If you have more than one computer, and you’re looking for a way to share their screen real estate, you could put the unique program MaxiVista ($40, free usage-limited demo or 15-day trial) to good use. Available in 32-bit and 64-bit versions, this program lets you turn a second PC or laptop into an extension of your main monitor, allowing you to treat their screens as if they were part of the same display. In that way, you can use both monitors as if they were one large one. Both PCs will have to be on the same network.

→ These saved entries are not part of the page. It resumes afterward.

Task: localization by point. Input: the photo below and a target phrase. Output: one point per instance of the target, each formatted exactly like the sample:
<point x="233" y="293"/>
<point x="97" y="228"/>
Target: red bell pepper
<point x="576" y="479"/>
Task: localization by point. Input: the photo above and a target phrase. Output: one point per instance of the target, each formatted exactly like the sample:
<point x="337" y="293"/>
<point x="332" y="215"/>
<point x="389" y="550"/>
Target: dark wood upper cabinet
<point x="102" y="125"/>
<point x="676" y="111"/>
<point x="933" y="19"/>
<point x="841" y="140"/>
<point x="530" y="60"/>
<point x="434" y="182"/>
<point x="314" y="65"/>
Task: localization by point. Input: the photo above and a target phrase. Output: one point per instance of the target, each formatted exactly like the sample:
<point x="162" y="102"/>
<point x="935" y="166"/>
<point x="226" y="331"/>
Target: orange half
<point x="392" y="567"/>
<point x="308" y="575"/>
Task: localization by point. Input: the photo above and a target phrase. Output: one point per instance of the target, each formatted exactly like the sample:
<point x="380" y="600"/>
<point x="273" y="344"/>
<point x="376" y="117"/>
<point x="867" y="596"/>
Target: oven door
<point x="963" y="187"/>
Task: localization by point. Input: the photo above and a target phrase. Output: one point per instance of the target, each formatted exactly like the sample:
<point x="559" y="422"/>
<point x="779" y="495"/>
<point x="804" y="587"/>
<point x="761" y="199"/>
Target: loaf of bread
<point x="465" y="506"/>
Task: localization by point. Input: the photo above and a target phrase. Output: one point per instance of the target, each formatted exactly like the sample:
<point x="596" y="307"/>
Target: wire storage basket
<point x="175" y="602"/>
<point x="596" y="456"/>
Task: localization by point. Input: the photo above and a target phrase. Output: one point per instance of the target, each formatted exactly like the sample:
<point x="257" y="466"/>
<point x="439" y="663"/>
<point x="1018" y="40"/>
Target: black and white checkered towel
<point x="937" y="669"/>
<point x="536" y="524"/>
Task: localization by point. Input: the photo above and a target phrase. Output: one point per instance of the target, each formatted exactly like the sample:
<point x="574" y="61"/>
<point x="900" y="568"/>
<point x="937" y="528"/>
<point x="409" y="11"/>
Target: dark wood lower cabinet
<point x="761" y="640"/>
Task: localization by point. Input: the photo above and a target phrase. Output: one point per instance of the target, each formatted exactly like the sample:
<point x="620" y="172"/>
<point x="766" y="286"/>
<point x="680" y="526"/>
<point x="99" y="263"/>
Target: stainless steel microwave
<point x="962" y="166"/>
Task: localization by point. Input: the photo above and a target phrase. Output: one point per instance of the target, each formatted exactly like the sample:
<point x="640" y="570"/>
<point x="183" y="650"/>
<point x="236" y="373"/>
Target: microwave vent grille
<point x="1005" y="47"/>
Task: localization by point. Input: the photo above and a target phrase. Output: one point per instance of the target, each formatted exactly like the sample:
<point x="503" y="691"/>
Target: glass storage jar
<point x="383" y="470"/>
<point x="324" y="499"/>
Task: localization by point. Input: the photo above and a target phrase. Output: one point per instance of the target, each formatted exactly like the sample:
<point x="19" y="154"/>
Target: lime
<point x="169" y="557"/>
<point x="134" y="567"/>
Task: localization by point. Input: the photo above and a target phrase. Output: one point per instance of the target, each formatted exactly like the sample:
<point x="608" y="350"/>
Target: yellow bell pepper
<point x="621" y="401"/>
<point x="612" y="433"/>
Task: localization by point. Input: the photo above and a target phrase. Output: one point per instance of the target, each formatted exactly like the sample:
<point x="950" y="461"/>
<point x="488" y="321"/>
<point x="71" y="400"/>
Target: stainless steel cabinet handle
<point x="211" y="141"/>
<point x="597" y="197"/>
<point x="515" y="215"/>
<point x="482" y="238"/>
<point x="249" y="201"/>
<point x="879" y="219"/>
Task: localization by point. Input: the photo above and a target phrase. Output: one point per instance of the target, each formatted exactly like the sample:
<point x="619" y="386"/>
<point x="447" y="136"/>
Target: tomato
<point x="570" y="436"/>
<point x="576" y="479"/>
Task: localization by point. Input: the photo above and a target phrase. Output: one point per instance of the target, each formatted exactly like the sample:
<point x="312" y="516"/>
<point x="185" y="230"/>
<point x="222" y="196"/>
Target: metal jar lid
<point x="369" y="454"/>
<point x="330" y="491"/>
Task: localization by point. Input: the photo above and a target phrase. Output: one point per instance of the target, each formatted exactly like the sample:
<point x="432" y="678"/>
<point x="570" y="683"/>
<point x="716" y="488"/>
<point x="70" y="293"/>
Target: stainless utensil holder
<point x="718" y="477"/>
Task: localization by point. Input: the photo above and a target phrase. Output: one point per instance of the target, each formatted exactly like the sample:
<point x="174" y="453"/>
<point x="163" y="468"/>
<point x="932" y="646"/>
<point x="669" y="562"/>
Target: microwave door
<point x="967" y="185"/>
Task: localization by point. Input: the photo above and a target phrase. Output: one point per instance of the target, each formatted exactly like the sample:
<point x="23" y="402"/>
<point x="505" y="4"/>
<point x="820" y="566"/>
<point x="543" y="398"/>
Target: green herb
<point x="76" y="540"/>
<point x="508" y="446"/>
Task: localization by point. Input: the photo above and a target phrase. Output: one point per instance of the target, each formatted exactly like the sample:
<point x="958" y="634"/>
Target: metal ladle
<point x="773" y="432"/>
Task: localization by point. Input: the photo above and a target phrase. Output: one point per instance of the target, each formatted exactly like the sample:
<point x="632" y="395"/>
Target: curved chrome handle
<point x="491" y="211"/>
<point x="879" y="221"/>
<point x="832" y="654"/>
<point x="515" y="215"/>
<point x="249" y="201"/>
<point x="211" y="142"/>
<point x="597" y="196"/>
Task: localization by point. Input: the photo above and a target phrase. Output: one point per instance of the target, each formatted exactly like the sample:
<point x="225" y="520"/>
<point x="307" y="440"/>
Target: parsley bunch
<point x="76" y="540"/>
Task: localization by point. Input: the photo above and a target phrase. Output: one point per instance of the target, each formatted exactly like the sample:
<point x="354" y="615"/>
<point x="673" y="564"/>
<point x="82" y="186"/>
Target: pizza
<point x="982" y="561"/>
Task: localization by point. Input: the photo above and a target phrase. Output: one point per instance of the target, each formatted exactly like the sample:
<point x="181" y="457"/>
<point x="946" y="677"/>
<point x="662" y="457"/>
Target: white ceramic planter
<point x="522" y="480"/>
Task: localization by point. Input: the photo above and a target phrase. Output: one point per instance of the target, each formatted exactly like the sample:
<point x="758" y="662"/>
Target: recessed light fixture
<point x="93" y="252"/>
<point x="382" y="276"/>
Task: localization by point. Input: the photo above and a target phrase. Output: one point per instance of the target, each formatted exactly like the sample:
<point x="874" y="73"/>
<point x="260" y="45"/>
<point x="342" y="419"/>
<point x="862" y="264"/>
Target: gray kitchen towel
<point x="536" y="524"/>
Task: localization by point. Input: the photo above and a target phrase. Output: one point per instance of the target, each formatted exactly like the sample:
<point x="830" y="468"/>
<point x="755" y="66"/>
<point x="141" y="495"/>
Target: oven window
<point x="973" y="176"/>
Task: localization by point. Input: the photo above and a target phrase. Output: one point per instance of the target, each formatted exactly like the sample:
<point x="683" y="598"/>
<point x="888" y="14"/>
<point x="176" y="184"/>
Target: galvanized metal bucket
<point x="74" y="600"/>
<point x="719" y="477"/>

If you’re not already a multiple monitor aficionado, using more than one monitor can be disconcerting at first, and you’ll probably lose sight of where your cursor is more than once. But after you get used to it, you’ll appreciate all the extra screen real estate MaxiVista gives you. You can arrange the second monitor however you’d like, either as a vertical or horizontal extension of your main monitor.
MaxiVista does more than extend your monitor to a second PC. It also lets you mirror one PC’s desktop onto another, so that one PC can watch what the other is doing.
Note that setting up MaxiVista can be rather complex, and so you should carefully follow the instructions. You’ll have to tell the firewall on each PC to allow MaxiVista through. And you don’t install the complete version of the program on each PC–you install the complete version only on the main computer, the one whose monitor is being extended. For the other computer, you install only a viewer program, which is created when you install the complete version of MaxiVista on one PC. You copy the viewer program to the second PC and install it from there. Also note that Windows Aero is disabled while MaxiVista is in use on Windows Vista and Windows 7 PCs. Aero gets turned back on after you stop using MaxiVista.